Journal, it’s official. As of one hour and twenty-six minutes ago I am no longer a future nursing student. Instead, in just three weeks I will be packing up my things (aka, whatever my mother doesn’t smash when she hears the news) and boarding a plane for Florence, Italy (ITALY!), to do what I’ve always wanted to do (PHOTOGRAPHY!) at the Fine Arts Academy of Florence (FAAF!).
Now I just have to brainstorm how I’ll break the news to my parents. Most of my ideas involve placing an anonymous call from somewhere in Antarctica.
MAY 23
Well, I told them. And it somehow went even worse than I expected. To the casual observer, The Great Parental Fallout would have sounded something like this:
Me: Mom, Dad, there’s something I need to tell you.

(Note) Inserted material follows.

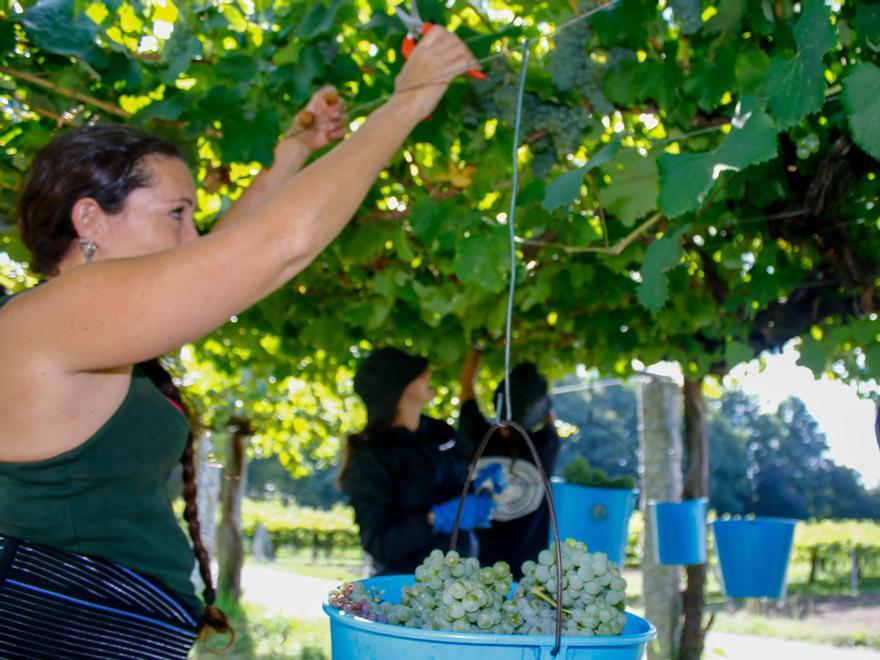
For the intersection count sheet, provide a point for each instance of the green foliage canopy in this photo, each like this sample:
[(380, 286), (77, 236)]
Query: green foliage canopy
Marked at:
[(699, 197)]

Mom: Good heavens. Hadley, are you pregnant?
Dad: Rachelle, she doesn’t even have a boyfriend.
Me: Dad, thanks for pointing that out. And, Mom, not quite sure why you jumped straight to pregnant. [Clears throat] I want to talk to you about a recent life decision I’ve made. [Wording taken directly from a book called Savvy Communication: How to Talk So They’ll Agree.]
Mom: Good heavens. Hadley, are you gay?